If your use case allows it consider ditching Redis and rather static cache your generated HTML/json files on the file system while serving. And let Apache serve from there as long as those cached files exist. You get all these features for free.
As an extension, for use cases where this is not feasible (eg. you have clustering, non-trivial permission checks or multi-entity payloads etc.) it is quite convenient to have nginx with openresty talk to redis.
I would note that while Nginx itself doesn’t natively support Redis (and so you have to script things yourself in that case), it does have full native support for memcached (or rather, the memcached wire protocol, spoken by several backends, though sadly Redis isn’t one of those.)

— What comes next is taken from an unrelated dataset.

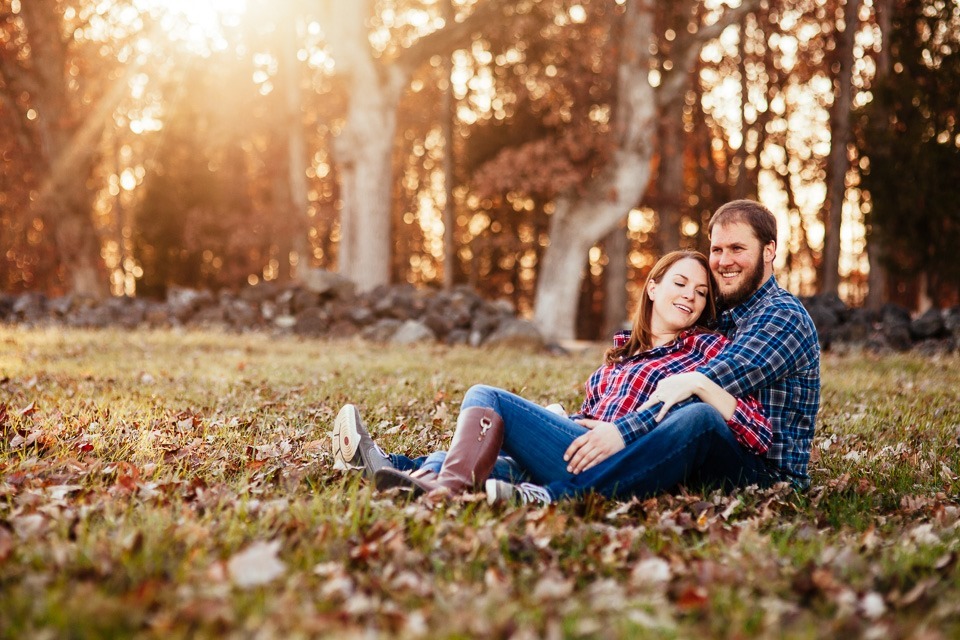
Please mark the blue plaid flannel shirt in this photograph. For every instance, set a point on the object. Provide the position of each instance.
(774, 355)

Basically, you can hand off to memcached as if handing off to an upstream, and then if memcached doesn’t have the key, continue on trying to resolve the response through your actual app-server upstream. (This is essentially the same thing you’re suggesting doing through scripting, to be clear; it’s just easier to implement for the memcached case.)
This type of middleware-level “read-aside” caching is really neat, because it enables push-based response caching: rather than having a read-through cache that expires items out of itself, where an expired item potentially leads to a thundering herd of clients all trying to grab the expired item and so generating independent requests to your backend (that can hopefully be coalesced into a single recomputation, but that’s unlikely in a distributed environment), you can instead just keep the cache always-populated, and every once in a while — perhaps on a schedule, perhaps in response to discovering new primary-source data — recompute your denormalized/report resource, and atomically overwrite what was in the cache with the new data.